Evidently it needs some fine tuning like a Ferrari does (I know, I know, ferrari dresses in red like the Lee does...).

Last time I was caught with a couple of such snags at the same time, I missed an empty case, even though the alarm sounded, bullet stuck into the forcing cone at the range, took a few minutes and some help before figuring out what happened.

Now I'm watching the powder level every single case, I'm about to install a lamp similar to baldy's (well, may be a little less HUGE...).

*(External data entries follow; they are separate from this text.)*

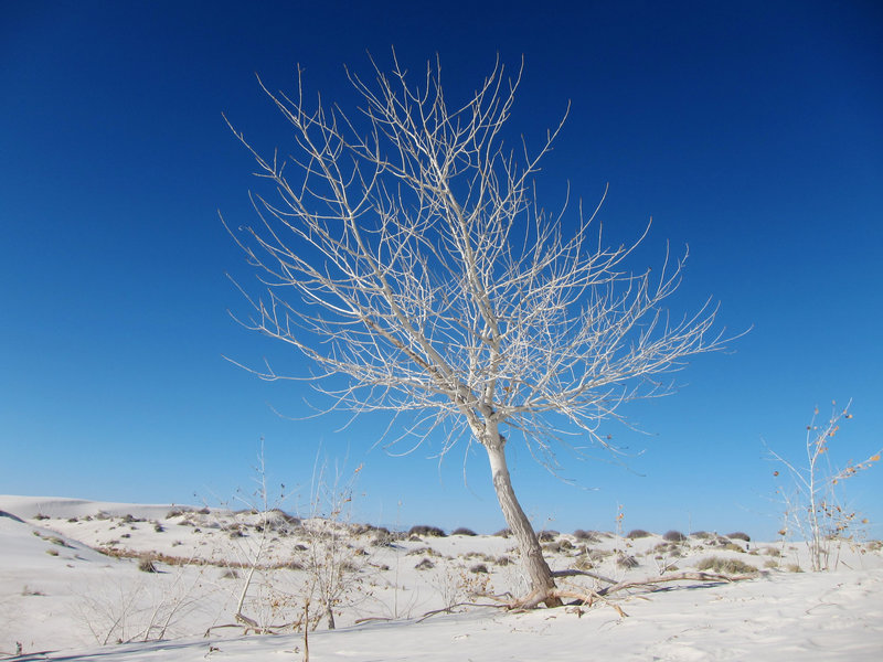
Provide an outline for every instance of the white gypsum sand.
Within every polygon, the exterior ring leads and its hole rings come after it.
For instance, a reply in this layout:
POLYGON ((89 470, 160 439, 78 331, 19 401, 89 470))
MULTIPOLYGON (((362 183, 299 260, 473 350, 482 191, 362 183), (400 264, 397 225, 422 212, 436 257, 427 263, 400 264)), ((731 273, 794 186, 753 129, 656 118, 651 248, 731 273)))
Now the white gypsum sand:
MULTIPOLYGON (((21 660, 300 660, 302 633, 289 627, 276 628, 279 636, 243 636, 245 623, 235 615, 251 575, 245 617, 260 627, 302 619, 317 563, 337 568, 342 588, 336 631, 326 630, 313 590, 310 615, 321 620, 309 633, 312 661, 870 661, 883 651, 883 555, 874 544, 843 545, 833 572, 794 573, 788 566, 807 567, 801 543, 550 534, 545 553, 556 570, 641 579, 716 558, 717 567, 741 562, 760 573, 730 584, 618 592, 591 608, 457 607, 422 619, 458 602, 493 604, 483 592, 520 595, 525 586, 514 543, 493 535, 408 537, 280 512, 73 499, 0 496, 0 511, 7 513, 0 516, 0 654, 20 645, 21 660), (620 556, 637 565, 625 567, 630 564, 620 556)), ((589 577, 558 581, 583 592, 606 586, 589 577)))

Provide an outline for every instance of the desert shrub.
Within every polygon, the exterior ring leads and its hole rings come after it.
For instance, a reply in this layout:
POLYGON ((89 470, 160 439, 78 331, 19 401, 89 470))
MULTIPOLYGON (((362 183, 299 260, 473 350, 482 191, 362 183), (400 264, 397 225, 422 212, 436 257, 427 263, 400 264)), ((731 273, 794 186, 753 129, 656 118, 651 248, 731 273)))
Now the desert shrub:
POLYGON ((422 556, 424 554, 426 556, 442 556, 442 554, 439 554, 432 547, 417 547, 416 549, 412 549, 411 552, 405 554, 405 556, 422 556))
POLYGON ((450 535, 478 535, 471 528, 466 528, 466 526, 460 526, 459 528, 455 528, 450 535))
POLYGON ((752 542, 752 537, 747 533, 743 533, 741 531, 736 531, 734 533, 727 533, 726 537, 734 541, 745 541, 746 543, 752 542))
POLYGON ((408 528, 409 535, 428 535, 433 537, 445 537, 445 532, 438 526, 427 526, 426 524, 417 524, 408 528))
POLYGON ((620 554, 616 557, 616 565, 620 568, 630 569, 638 567, 638 559, 634 556, 626 556, 625 554, 620 554))
POLYGON ((710 556, 703 558, 696 564, 698 570, 714 570, 724 575, 747 575, 756 573, 757 568, 748 565, 737 558, 722 558, 720 556, 710 556))
POLYGON ((374 547, 392 547, 393 540, 393 536, 389 533, 379 533, 377 536, 371 541, 371 545, 374 547))
POLYGON ((650 537, 651 535, 652 534, 649 531, 645 531, 643 528, 632 528, 631 531, 628 532, 626 537, 635 541, 642 537, 650 537))
POLYGON ((668 541, 670 543, 681 543, 687 540, 687 536, 682 534, 680 531, 667 531, 662 535, 663 541, 668 541))
POLYGON ((143 556, 138 560, 138 569, 142 573, 156 573, 157 566, 153 565, 149 556, 143 556))
POLYGON ((573 537, 575 537, 581 543, 597 543, 598 535, 594 531, 584 531, 583 528, 577 528, 573 532, 573 537))

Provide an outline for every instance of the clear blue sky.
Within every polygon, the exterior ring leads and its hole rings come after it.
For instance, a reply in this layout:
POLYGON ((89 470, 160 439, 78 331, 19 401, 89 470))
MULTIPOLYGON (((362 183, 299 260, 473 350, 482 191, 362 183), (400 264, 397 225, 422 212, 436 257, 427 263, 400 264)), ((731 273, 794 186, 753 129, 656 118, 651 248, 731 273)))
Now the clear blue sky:
MULTIPOLYGON (((309 482, 317 451, 364 463, 357 516, 493 531, 476 455, 440 466, 372 448, 384 420, 298 421, 306 387, 223 355, 307 366, 227 314, 248 278, 222 227, 253 220, 248 156, 288 132, 255 82, 300 63, 350 98, 395 46, 440 55, 448 93, 525 58, 510 136, 541 137, 572 102, 541 179, 634 237, 636 270, 690 245, 683 311, 712 296, 752 331, 694 361, 677 395, 610 424, 627 467, 561 459, 578 487, 513 448, 539 526, 776 531, 762 438, 799 458, 815 405, 853 399, 843 463, 883 446, 883 10, 879 2, 6 2, 0 12, 0 493, 192 502, 249 489, 266 439, 274 482, 309 482), (642 451, 642 452, 641 452, 642 451)), ((679 308, 680 307, 680 308, 679 308)), ((883 469, 849 496, 883 535, 883 469)))

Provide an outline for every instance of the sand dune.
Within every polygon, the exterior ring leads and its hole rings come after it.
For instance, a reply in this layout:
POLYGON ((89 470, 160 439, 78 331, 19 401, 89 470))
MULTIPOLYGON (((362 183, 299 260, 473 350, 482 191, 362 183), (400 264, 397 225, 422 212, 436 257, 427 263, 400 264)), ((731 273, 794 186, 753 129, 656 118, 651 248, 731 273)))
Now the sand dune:
MULTIPOLYGON (((736 583, 636 590, 610 598, 616 608, 603 601, 526 613, 457 607, 424 618, 460 601, 492 604, 488 592, 522 591, 513 542, 387 534, 279 512, 76 499, 0 496, 0 655, 20 650, 15 660, 301 660, 302 633, 290 628, 243 636, 241 623, 219 626, 235 622, 252 566, 246 615, 262 624, 302 616, 310 556, 317 540, 328 540, 317 532, 329 527, 334 546, 321 551, 337 554, 328 557, 331 565, 348 565, 339 629, 326 630, 322 619, 310 632, 312 661, 876 661, 883 653, 883 554, 874 544, 842 546, 833 572, 797 573, 787 569, 807 567, 797 543, 550 533, 546 554, 555 569, 659 577, 713 557, 758 573, 736 583), (140 570, 143 559, 158 572, 140 570), (160 634, 162 641, 151 641, 160 634)), ((597 586, 589 577, 566 581, 597 586)))

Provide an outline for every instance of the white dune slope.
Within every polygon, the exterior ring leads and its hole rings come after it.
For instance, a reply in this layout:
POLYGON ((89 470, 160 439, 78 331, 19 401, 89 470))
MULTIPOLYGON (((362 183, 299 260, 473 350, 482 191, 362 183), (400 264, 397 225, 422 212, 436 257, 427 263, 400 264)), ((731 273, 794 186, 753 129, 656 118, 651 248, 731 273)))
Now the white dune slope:
MULTIPOLYGON (((304 568, 317 540, 310 531, 328 524, 281 519, 264 525, 259 514, 227 511, 168 516, 170 510, 0 496, 0 511, 7 513, 0 515, 0 658, 20 651, 12 659, 304 659, 304 636, 290 628, 288 633, 244 637, 242 624, 217 626, 234 622, 255 558, 259 569, 243 611, 270 624, 302 616, 309 576, 304 568), (259 541, 265 547, 257 557, 259 541), (139 556, 151 557, 159 572, 139 572, 139 556), (160 636, 164 639, 151 640, 160 636), (103 641, 107 645, 99 647, 103 641)), ((618 594, 610 605, 592 608, 512 613, 464 607, 422 619, 457 601, 490 604, 475 597, 478 590, 518 592, 518 565, 509 563, 512 542, 423 535, 396 536, 390 544, 374 528, 338 531, 337 549, 347 552, 351 565, 337 609, 339 629, 325 630, 322 620, 309 633, 313 662, 883 658, 879 545, 844 546, 836 570, 813 574, 773 567, 800 563, 799 544, 758 545, 716 535, 667 543, 660 536, 627 541, 557 534, 550 536, 546 549, 556 569, 591 565, 602 576, 637 579, 658 577, 675 564, 691 569, 713 556, 762 573, 732 584, 685 581, 655 592, 618 594), (617 552, 638 565, 623 569, 617 552)), ((594 586, 586 578, 572 581, 583 589, 594 586)))

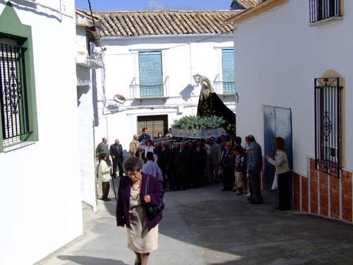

All in all, notwithstanding the snags, a great machine, it does allow me to shoot the minimum treshold of one thousand a month and I'm seeing some progress.


----------



## Baldy (Jun 21, 2006)

Mr Mccoy here's a little trick I learned on the 650 is the case feeder on top has a small hole in for dirt and cob to fall out. Drill that hole out large enough for cob and such can fall out. I was having a little piece of cob getting in the down chute with the shells and stopping the feed. My .223's were the worst for it.
So far as 800rds an hour that's all sales hype and only a fool would even try it. I don't get in a hurry for anybody and all my rounds are working just fine.
The lamp is a big A+ for this oldman with failing eyes. I have to put it back a little as it gets hot in a hurry. Takes me about 20mintues to change from one caliber to another. If I could afford more powder drops I could cut that down to about 10 mintues but I don't worry about that either. Good luck with yours.


----------